Oleh: Ruslan
Semangat positivisme di era digital memungkinkan
manusia menjadi subjek bagi dirinya sendiri, sekaligus menegaskan bahwa manusia
telah menjadi sangat individual. Kerangka epistemologi dibangun berdasarkan cita-cita
kemanusiaan yang hampa dari nilai etik transendental. Manusia tercerabut dari
akar sejarah eksistensi, dan mengalami apa yang disebut sebagai hilangnya diri
dalam diri. Keadaan ini telah melanda subyek-subyek di era virtual, subyek
telah berevolusi kedalam dunia yang tak tercakapkan. Seperti halnya manusia
modern yang telah menepaki jejak-jejak peradaban dengan semangat saintis
positivistik, mesin teknologi menjadi pusat penghambaan. Ketika relasi manusia
dengan mesin menjadi suatu simbiosis mutualisme, mengarahkan cara berpikir
rasional instrumental manusia modern kedalam cara berpikir berdasarkan
angka-angka (statistik).
Penciptaan mesin untuk menggantikan peran serta
subyek, sebagai suatu konsekuensi logis dari sebuah peradaban barat. Yang menghandaki
adanya efisiensi dan efektifitas pekerjaan subyek. Mesin memang telah menjadi
alat yang membantu pekerjaan manusia, mulai dari alat untuk membuat kopi sampai
peralatan perang (Alutsista) milliter yang super canggih.
Baru-baru ini
misalnya terjadi perang melawan teroris (Isis) di Suriah dan Irak, dimana
masing-masing menggunakan peralatan modern yang super canggih untuk mengalahkan
satu sama lain. Tak terhitung berapa jumlah peluru yang telah dimuntahkan oleh
mesin kecil bernama senjata, namun walau kecil akibatnya sangat besar. Korban
manusia jatuh berantakan seiring muntahan peluruh dikeluarkan, mereka mati
tanpa punya kesempatan bertanya why must me die?. Orang-orang yang
meninggal lebih banyak rakyat sipil dari pada militer maupun kelompok yang di
anggap sebagai teroris, mujahid atau sebutan lainnya.

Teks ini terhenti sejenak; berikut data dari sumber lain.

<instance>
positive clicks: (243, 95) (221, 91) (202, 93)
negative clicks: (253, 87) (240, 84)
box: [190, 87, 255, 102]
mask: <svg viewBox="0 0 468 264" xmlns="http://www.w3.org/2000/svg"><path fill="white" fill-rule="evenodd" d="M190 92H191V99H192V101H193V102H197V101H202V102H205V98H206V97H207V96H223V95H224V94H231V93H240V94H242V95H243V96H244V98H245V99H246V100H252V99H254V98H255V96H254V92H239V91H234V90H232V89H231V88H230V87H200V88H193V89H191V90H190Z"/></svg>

Ya,,, mesin memang sangat efektif menciptakan
keadaan yang damai tiba-tiba menjadi momok yang menakutkan. Manusia menciptkan
alat-alat tersebut dengan dalih mempertahankan kedaulatan Negara dari ancaman
luar. Yang sewaktu-waktu bisa datang kapan saja bila hubungan kedua Negara
keruh dan mengambil sikap ofensif maupun defensive. Namun bila Negara adi kuasa
yang berseteru, sudah langsung bisa ditebak kekuatan apa yang akan digunakan.
Tentu Alutsista yang modern dengan berbagai generasi di munculkan sebagai
reaksi.
Namun pernahkah kita bertanya bahwa senjata yang diciptakan justru
menciptakan hibriditas kemanusiaan. Proyek utamanya adalah dehumanisasi secara
besar-besaran, membunuh tanpa memiliki rasa kemanusiaan. Inilah yang saya sebut
diatas tadi bahwa rasio instrumental telah tergantikan dengan rasio statistic.

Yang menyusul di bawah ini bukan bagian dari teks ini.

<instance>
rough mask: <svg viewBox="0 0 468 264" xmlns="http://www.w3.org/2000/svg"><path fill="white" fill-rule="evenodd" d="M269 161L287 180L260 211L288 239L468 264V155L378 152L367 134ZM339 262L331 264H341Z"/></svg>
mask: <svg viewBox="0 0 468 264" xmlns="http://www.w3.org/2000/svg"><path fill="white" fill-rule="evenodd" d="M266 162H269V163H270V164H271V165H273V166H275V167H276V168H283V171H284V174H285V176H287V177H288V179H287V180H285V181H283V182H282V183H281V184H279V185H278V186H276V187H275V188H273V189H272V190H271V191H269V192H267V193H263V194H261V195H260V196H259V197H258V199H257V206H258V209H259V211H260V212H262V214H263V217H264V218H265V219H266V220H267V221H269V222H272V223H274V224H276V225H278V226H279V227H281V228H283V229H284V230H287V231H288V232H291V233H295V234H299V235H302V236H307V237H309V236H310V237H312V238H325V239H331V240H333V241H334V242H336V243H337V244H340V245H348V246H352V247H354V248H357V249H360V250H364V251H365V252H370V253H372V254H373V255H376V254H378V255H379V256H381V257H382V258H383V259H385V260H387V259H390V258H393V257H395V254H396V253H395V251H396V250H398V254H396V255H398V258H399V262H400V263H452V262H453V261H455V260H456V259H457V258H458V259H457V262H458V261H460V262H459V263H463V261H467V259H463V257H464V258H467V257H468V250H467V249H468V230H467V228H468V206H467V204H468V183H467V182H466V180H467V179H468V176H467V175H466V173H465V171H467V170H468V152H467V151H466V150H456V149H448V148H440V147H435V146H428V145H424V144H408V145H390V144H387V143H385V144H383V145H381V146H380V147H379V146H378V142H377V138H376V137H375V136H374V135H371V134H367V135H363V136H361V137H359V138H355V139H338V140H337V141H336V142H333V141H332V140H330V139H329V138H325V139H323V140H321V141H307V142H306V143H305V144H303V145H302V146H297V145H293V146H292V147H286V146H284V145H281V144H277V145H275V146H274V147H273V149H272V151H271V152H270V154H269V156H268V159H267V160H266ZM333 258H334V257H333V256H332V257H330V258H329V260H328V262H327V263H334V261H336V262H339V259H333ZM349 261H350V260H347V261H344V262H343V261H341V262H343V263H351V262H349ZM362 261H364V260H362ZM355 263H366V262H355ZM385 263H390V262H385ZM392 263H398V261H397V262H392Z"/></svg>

Mesin tidak memiliki nilai (Free value) sebab ia objektif, melainkan manusialah
yang memasukan nilai kepentingan kepada mesin tersebut. Ketika mesin-mesin
telah menjadi alat manusia untuk bebas melakukan apa saja termasuk
mengumandangkan perang. Artinya rasa kemanusiaannya telah mati tergerus oleh
sahwat kekuasaan. Membunuh rakyat sipil dengan kejam tanpa melakukan perlawanan
adalah kejahatan perang yang tidak bisa di terima secara rasio dan hukum
internasional.
Rasio statistik hanya dapat menghitung besar kecil
kemungkinan menang atau kalah, bila rudal balistik ditembakkan ke daerah pemukiman
warga maka secara statistik dapat dihitung besar kecilnya kerugian yang menimpa
obyek. Didalam angka (statistik) tidak terdapat rasa kemanusiaan (Humanistik)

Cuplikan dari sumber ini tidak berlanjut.